The United States has reportedly suspended the transfer of cluster bombs to Saudi Arabia amid growing concerns that the kingdom has used the weapons in its bombing campaign in Yemen, a report says.
The move follows rising criticism by members of Congress of Washington’s support for its ally in the year-long aggression, which has killed more than 9,400 people.
The White House has sold weapons and provided training, targeting information, and logistical support to Saudi Arabia since the bombing campaign began on March 26, 2015 in a bid to restore power to former president Abd Rabbuh Mansur Hadi, a staunch ally of Riyadh.
Washington has also sold Riyadh millions of dollars’ worth of internationally-banned cluster bombs in recent years.
“We take such concerns seriously and are seeking additional information,” a senior US official told the Foreign Policy magazine on condition of anonymity.
The official cited reports that the Saudi-led coalition has used cluster bombs “in areas in which civilians are alleged to have been present or in the vicinity.”
Amnesty International and Human Rights Watch have found evidence that CBU-105 cluster bombs, manufactured by the US-based company Textron Systems, have been dropped on multiple locations around Yemen.
Officials said the hold applies to CBU-105 munitions.

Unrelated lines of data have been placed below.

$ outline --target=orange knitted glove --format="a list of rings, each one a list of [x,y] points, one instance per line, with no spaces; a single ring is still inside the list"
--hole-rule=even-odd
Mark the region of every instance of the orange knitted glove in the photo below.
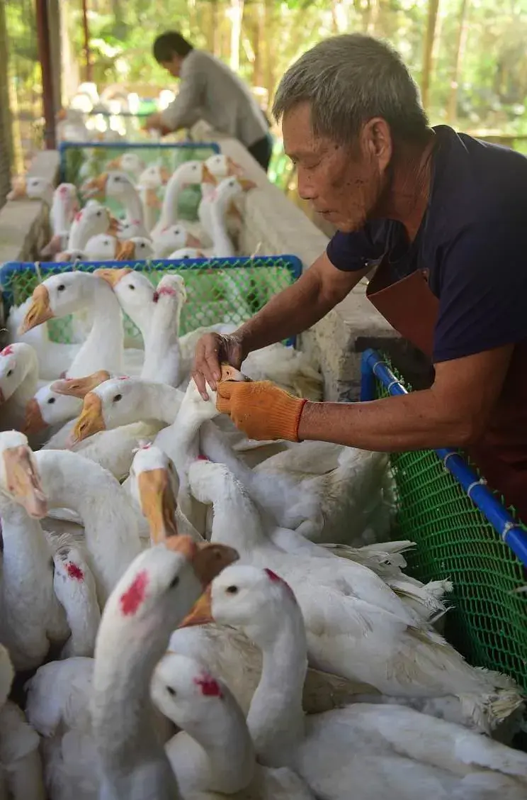
[[[271,381],[221,381],[216,407],[221,414],[228,414],[250,439],[298,442],[299,422],[307,402]]]

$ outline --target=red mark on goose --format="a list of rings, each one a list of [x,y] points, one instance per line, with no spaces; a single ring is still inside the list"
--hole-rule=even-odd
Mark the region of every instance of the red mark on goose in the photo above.
[[[286,581],[283,580],[283,578],[280,578],[279,575],[277,575],[275,572],[273,572],[272,570],[270,570],[267,566],[264,567],[264,571],[267,572],[269,578],[271,581],[273,581],[274,582],[276,582],[276,583],[281,583],[282,586],[285,586],[285,588],[287,590],[287,591],[289,592],[289,594],[293,598],[295,598],[295,593],[293,592],[293,590],[291,588],[291,586],[289,586],[289,584]],[[295,598],[295,599],[296,599],[296,598]]]
[[[84,572],[77,564],[72,564],[71,562],[68,562],[66,564],[66,571],[69,577],[74,578],[76,581],[84,580]]]
[[[201,694],[209,698],[223,698],[223,694],[220,684],[212,675],[202,675],[201,678],[195,678],[194,683],[201,689]]]
[[[146,570],[137,573],[129,588],[119,598],[121,610],[125,617],[130,617],[136,613],[146,594],[149,582],[149,574]]]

Cluster bombs contain bomblets that spread out widely and kill and injure civilians indiscriminately. The bomblets sometimes fail to explode upon impact and can kill civilians months or even years later.
A 2009 US law prohibits export of cluster bombs with a failure rate of above 1 percent. It also stipulates that the munitions cannot be used “where civilians are known to be present.”

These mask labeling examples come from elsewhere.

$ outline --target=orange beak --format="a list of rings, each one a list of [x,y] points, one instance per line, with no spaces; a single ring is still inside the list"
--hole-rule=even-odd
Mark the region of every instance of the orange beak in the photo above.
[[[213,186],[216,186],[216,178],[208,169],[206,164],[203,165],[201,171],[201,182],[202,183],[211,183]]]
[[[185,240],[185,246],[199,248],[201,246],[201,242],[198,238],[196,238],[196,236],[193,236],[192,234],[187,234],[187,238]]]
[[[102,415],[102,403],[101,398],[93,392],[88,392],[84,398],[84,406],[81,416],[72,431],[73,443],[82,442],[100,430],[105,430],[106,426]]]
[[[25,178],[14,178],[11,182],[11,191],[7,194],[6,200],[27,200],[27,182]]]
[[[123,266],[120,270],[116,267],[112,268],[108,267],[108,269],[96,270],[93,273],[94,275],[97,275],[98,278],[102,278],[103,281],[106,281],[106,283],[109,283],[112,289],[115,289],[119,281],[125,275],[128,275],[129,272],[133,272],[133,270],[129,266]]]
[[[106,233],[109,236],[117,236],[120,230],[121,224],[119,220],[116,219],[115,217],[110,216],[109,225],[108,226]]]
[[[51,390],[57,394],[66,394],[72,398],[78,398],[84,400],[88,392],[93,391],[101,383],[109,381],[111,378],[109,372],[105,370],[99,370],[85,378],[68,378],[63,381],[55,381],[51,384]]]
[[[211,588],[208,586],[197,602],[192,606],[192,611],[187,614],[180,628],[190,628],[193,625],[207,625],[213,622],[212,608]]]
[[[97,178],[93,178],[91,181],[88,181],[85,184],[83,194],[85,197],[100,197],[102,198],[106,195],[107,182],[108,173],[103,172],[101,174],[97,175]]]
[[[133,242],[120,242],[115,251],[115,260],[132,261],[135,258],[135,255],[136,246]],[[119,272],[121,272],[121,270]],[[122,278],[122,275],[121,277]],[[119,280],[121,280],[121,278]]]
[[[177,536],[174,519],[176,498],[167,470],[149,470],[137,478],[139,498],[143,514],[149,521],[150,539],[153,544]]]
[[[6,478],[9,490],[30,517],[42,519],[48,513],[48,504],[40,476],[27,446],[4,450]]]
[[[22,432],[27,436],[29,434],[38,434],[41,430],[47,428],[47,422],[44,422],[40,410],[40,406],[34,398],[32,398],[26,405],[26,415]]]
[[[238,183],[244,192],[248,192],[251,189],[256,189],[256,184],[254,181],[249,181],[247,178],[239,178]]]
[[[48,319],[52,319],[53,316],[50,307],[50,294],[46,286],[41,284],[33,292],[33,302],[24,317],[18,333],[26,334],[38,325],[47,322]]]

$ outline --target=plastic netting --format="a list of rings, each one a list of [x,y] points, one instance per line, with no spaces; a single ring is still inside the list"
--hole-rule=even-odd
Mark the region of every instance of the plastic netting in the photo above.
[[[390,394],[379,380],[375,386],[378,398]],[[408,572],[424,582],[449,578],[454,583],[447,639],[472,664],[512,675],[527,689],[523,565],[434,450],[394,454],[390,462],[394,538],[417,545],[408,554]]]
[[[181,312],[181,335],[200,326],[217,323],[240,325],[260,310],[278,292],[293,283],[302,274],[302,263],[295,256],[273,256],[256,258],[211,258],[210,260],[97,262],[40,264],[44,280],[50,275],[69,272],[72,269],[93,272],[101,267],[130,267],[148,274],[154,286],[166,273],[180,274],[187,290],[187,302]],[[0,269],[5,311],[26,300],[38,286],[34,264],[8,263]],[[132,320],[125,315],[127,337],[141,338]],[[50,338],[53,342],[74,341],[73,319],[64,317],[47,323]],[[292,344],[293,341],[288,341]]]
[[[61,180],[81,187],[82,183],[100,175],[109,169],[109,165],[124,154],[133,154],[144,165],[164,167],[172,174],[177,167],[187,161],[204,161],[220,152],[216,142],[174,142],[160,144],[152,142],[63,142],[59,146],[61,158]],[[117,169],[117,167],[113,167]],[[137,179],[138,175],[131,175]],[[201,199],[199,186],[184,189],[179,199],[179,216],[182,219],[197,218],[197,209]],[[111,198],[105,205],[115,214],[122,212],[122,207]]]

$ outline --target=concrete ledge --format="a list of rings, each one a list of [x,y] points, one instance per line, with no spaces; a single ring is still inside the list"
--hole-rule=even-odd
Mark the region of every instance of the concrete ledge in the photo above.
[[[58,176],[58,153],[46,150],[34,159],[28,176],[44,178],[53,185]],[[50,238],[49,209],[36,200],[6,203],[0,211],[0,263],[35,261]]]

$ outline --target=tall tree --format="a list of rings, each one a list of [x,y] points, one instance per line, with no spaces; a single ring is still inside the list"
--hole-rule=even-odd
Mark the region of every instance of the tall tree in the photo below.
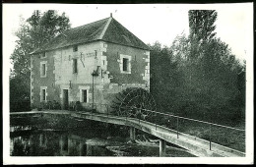
[[[36,10],[28,20],[21,19],[20,28],[15,32],[18,37],[16,47],[11,55],[11,102],[30,99],[30,53],[69,28],[69,18],[65,13],[58,15],[57,11],[53,10],[44,13]]]
[[[190,59],[202,57],[203,45],[215,37],[217,17],[218,13],[214,10],[190,10],[188,12],[189,39],[191,41]]]

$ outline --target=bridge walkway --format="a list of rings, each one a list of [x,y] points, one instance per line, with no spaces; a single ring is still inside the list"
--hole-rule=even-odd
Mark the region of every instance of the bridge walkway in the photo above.
[[[29,111],[29,112],[15,112],[11,116],[19,115],[33,115],[41,116],[42,114],[61,114],[70,115],[75,119],[94,120],[104,122],[108,124],[116,124],[128,126],[141,130],[145,133],[151,134],[167,142],[176,144],[189,150],[192,154],[199,157],[244,157],[245,153],[215,143],[209,140],[202,139],[187,134],[183,134],[166,127],[156,125],[147,121],[136,118],[117,117],[102,113],[66,111],[66,110],[52,110],[52,111]]]

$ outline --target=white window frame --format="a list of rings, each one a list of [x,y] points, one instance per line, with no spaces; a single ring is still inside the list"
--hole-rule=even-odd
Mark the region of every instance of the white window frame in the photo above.
[[[80,102],[82,103],[89,103],[89,86],[79,86],[80,89]],[[87,102],[84,102],[84,93],[83,91],[87,90]]]
[[[46,52],[42,52],[42,53],[40,54],[40,58],[41,58],[41,59],[46,58]]]
[[[45,74],[42,75],[42,66],[45,65]],[[40,62],[40,78],[46,78],[47,76],[47,61]]]
[[[42,90],[45,89],[45,100],[42,99],[43,94],[42,94]],[[47,86],[40,86],[40,102],[46,102],[47,101]]]
[[[85,102],[85,95],[84,95],[84,93],[85,93],[85,91],[87,91],[87,101]],[[89,100],[89,98],[88,98],[88,89],[81,89],[81,102],[84,102],[84,103],[88,103],[88,100]]]
[[[76,60],[76,72],[75,72],[75,60]],[[78,58],[72,59],[72,73],[78,74]]]
[[[128,59],[127,71],[123,71],[123,59]],[[122,74],[131,74],[132,56],[120,54],[120,71]]]

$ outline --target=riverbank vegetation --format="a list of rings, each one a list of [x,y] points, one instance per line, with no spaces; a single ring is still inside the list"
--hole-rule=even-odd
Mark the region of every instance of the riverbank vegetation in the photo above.
[[[189,11],[190,33],[151,51],[151,92],[160,112],[233,126],[245,119],[245,61],[217,37],[216,11]]]

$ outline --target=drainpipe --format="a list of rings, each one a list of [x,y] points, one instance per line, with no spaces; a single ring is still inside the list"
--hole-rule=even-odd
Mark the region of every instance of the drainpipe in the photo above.
[[[92,109],[95,109],[95,76],[98,76],[99,74],[99,68],[100,66],[96,67],[96,70],[94,70],[92,76],[93,76],[93,106]]]
[[[94,110],[95,108],[95,76],[93,73],[93,104],[92,104],[92,110]]]

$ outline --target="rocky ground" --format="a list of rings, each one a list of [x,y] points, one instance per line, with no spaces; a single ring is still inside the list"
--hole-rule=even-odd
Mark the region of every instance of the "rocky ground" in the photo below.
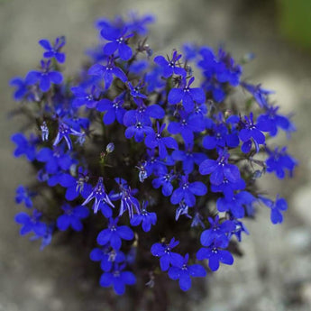
[[[23,160],[12,158],[10,135],[19,120],[8,120],[14,107],[8,80],[33,68],[41,38],[65,34],[67,71],[74,72],[83,50],[94,42],[95,18],[125,14],[130,9],[153,13],[154,50],[168,51],[180,41],[216,47],[225,43],[236,58],[252,51],[257,59],[244,77],[277,91],[283,111],[295,112],[297,133],[289,150],[299,161],[287,185],[270,176],[262,181],[273,194],[289,201],[282,225],[272,225],[269,211],[249,221],[251,235],[242,244],[245,256],[208,278],[209,295],[193,310],[308,311],[311,308],[311,56],[278,34],[277,10],[271,1],[204,0],[0,0],[0,96],[2,135],[0,217],[0,311],[97,311],[105,307],[102,289],[81,281],[76,253],[64,245],[40,252],[18,235],[14,188],[27,182]],[[285,138],[280,141],[285,142]]]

Amnesty International said last week that its most recent mission to Yemen has found evidence of US, UK and Brazilian cluster munitions used by Saudi forces.
The UK-based rights group said unexploded cluster bombs have turned northern Yemen into “minefields” for civilians.

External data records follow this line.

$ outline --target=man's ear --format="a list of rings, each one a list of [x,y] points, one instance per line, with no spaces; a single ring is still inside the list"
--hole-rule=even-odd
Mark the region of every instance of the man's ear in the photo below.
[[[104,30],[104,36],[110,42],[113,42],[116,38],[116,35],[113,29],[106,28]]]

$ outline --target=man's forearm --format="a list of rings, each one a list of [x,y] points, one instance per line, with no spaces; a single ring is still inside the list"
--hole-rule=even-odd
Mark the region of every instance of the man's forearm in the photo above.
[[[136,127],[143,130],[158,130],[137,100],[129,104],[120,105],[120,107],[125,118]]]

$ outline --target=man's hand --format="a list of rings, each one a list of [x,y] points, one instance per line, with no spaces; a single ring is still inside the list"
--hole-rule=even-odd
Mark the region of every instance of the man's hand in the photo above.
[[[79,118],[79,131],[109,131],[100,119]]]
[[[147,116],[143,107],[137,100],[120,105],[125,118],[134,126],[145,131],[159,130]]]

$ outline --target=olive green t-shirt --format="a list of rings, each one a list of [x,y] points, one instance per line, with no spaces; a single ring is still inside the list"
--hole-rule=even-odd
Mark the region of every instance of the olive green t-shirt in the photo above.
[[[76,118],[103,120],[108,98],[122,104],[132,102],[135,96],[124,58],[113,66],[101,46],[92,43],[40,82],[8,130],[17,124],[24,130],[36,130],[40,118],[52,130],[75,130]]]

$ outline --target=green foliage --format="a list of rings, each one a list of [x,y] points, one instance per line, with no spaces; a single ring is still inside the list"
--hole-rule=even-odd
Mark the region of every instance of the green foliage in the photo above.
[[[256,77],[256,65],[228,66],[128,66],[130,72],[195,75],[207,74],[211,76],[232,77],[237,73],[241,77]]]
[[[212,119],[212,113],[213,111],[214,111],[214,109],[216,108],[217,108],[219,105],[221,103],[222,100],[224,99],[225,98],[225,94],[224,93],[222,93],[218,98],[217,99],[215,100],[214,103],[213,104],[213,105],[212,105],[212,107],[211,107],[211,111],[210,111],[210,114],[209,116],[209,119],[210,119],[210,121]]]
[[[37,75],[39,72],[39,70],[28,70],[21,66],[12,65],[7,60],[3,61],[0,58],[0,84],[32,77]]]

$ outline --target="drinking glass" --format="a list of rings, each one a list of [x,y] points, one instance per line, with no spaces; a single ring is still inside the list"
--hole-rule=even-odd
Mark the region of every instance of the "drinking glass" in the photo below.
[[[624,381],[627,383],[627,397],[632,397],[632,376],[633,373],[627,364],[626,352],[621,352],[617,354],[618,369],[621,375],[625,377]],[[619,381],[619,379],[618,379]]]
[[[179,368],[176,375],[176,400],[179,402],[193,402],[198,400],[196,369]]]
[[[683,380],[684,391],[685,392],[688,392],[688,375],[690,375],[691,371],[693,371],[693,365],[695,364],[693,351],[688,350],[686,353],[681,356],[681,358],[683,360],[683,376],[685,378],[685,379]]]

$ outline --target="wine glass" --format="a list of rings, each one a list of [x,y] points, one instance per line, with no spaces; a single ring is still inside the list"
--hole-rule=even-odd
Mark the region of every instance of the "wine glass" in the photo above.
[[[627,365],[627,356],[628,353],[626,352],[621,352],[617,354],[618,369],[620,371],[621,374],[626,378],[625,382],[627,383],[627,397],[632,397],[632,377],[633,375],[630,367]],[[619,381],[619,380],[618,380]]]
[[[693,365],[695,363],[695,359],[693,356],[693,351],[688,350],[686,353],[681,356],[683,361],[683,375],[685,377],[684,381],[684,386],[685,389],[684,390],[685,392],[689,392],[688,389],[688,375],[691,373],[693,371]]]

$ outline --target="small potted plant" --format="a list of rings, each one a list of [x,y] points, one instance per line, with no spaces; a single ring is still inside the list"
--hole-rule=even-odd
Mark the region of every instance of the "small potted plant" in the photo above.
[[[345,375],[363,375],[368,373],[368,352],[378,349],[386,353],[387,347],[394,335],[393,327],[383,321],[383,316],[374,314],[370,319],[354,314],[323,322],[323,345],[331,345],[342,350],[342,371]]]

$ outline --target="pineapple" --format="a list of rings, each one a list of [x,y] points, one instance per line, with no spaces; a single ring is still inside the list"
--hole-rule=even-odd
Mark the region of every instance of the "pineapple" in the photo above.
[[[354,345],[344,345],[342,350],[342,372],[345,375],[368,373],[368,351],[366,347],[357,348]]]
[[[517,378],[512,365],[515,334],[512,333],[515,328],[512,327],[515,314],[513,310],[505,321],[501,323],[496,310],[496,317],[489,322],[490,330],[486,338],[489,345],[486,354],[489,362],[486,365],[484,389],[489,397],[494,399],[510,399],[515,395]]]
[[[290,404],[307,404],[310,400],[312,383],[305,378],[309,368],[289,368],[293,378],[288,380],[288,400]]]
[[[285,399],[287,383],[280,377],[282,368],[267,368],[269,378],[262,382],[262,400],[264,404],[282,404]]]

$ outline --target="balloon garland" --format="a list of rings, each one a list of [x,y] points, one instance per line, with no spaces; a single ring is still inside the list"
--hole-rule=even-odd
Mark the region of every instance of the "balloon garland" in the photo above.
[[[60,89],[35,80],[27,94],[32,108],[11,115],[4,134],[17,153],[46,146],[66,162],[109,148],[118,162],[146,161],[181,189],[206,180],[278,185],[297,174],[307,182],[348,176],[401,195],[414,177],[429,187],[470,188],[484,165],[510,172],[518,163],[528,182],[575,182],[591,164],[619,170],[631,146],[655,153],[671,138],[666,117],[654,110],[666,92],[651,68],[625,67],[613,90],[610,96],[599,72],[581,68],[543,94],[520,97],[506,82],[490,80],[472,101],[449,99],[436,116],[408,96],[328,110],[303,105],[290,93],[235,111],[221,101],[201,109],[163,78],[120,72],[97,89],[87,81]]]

The watchdog said displaced families, who are returning to their homes since a ceasefire was agreed in March, are at “grave risk” of “serious injury or even death.”
“Any step toward ending the production and sale of cluster bomb munitions by the United States government is a good thing, but much much more needs to be done,” Sunjeev Bery, advocacy director at Amnesty International, told Foreign Policy.
He said the rights organization pushed, unsuccessfully, to block a $1.3 million sale of smart bombs to Saudi Arabia which the US government approved late last year.